Vinte e quatro cromossomos do pai e vinte e quatro da mãe. É coisa minúscula aos olhos. Como se estivessem dançando, o núcleo da célula originária começa um processo de divisão: em duas, em quatro, em oito e finalmente em milhões de células. Juntos, cromossomos e células se dividem igualmente permitindo assim que todas as células no novo ser levem consigo o número idêntico de cromossomos. Essas células começam a se diferenciar como se cada uma soubesse exatamente o que esta fazendo, e no grande baile da vida começam a formar órgãos e tecidos diferentes. Ninguém sabe como isso acontece e nem como é feito, pois no início cada célula tem o mesmo potencial para ser qualquer coisa no novo ser, mas por alguma razão, que não tem explicação, uma forma o estômago e outras o cérebro e assim por diante. É a vida.

Lá pelo segundo mês de gestação a vida com seus frágeis músculos, provocam contrações e puxões. Nos próximos meses seu corpinho irá se desenvolver e a sua sensibilidade visual, juntamente com o aparelho auditivo, se darão na última fase de gestação. O pulsar da vida interrompe o silêncio com um choro provocado pelo ar em seus informes pulmões.

A vida é dádiva de Deus. Cuidar da vida é responsabilidade humana.

A nossa geração esta acostumada a banalizar a vida. Cenas de violência e guerra urbana não causam mais espanto; a vida é tratada cada vez mais com desprezo e intolerância. As relações pessoais são marcadas pelo interesse financeiro. As pessoas há muito tempo perderam a noção de existência.

Educar uma criança neste mundo caótico requer atenção dobrada. Os padrões educacionais não são os mesmos. A educação dos pais não é a mesma dos filhos, e nem adianta impor um regime antigo porque os tempos de fato mudaram. A mudança de comportamentos não deve ser pretexto para agir com pessimismo, alegando que as coisas estão ruins mesmo e nunca irá mudar. Se fosse assim a Igreja de Cristo não teria mais razão de ser.
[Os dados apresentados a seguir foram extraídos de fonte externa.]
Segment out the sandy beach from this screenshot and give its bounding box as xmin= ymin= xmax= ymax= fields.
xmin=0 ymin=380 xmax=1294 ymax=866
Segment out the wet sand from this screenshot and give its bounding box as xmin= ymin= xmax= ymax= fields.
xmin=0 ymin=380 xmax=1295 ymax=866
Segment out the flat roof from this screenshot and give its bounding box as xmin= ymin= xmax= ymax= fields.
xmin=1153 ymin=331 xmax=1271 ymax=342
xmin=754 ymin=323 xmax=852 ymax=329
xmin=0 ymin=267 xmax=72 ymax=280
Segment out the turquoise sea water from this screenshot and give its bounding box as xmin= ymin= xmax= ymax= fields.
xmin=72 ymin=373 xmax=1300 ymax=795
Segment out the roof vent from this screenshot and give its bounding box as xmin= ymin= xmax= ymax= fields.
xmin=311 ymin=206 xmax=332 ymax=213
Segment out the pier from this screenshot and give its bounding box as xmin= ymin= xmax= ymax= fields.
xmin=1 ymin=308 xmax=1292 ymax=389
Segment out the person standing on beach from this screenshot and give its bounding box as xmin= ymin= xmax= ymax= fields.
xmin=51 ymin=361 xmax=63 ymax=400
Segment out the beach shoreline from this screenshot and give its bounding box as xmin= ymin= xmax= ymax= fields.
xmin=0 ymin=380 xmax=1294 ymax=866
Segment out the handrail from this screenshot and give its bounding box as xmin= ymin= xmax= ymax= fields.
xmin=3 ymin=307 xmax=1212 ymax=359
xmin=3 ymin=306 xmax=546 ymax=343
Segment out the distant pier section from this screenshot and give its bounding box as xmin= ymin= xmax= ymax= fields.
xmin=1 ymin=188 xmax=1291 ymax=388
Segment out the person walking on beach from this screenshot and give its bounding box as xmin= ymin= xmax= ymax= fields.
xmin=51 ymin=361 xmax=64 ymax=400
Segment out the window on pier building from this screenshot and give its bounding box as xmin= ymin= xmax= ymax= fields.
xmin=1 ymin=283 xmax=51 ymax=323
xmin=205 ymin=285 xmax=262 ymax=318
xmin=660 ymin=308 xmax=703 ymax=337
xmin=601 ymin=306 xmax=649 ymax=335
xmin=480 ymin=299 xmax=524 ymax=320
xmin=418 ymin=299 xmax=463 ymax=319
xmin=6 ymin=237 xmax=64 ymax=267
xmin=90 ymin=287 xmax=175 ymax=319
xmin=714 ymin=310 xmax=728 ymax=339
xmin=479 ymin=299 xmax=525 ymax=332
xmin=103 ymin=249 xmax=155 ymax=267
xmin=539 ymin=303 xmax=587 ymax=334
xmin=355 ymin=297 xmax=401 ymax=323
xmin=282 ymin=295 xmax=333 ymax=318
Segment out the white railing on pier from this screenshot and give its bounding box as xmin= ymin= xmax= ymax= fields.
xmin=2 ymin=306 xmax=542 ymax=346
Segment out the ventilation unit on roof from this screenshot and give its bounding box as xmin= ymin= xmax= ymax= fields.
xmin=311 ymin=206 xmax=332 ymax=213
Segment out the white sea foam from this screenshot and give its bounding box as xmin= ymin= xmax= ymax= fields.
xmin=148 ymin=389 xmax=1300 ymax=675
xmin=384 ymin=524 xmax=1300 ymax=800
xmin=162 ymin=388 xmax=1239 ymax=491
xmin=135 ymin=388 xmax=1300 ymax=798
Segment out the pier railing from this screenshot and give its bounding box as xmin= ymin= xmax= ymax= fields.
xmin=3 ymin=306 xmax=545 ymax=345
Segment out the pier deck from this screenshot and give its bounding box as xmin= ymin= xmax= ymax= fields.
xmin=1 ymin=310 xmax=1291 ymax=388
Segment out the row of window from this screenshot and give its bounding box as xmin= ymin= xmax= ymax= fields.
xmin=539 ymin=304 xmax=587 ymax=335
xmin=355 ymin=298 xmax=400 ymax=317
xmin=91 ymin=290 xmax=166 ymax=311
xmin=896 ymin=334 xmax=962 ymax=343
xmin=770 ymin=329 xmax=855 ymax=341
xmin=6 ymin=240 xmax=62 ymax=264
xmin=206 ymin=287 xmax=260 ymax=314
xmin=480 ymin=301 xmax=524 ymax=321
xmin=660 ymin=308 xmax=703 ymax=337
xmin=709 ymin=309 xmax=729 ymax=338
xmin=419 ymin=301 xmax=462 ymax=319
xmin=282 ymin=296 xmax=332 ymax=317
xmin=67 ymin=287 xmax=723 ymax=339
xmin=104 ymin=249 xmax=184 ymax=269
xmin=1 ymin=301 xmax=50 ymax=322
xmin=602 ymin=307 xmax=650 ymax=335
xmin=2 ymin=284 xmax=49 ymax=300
O desafio dos pais é coadunar educação com amizade; disciplina com companheirismo; autoridade com amor. Não estamos mais na época de reproduzir padrões retrógados, mas criar novos paradigmas educacionais. O filósofo inglês John Locke ensinava que as pessoas aprendiam com a experiência, o conhecido método empirista. Para Locke o ser humano vem ao mundo como uma folha em branco, cabendo a ele a escrita de sua história. É claro que o ambiente vivencial de uma criança contribui e muito para a formação de seu caráter e dignidade, mas os pais são os primeiros a escrever a história de uma criança.

Ajudem seus filhos a escrever uma história de amor, carinho, companheirismo e dignidade humana. Principalmente uma história que coloque Deus como co-autor.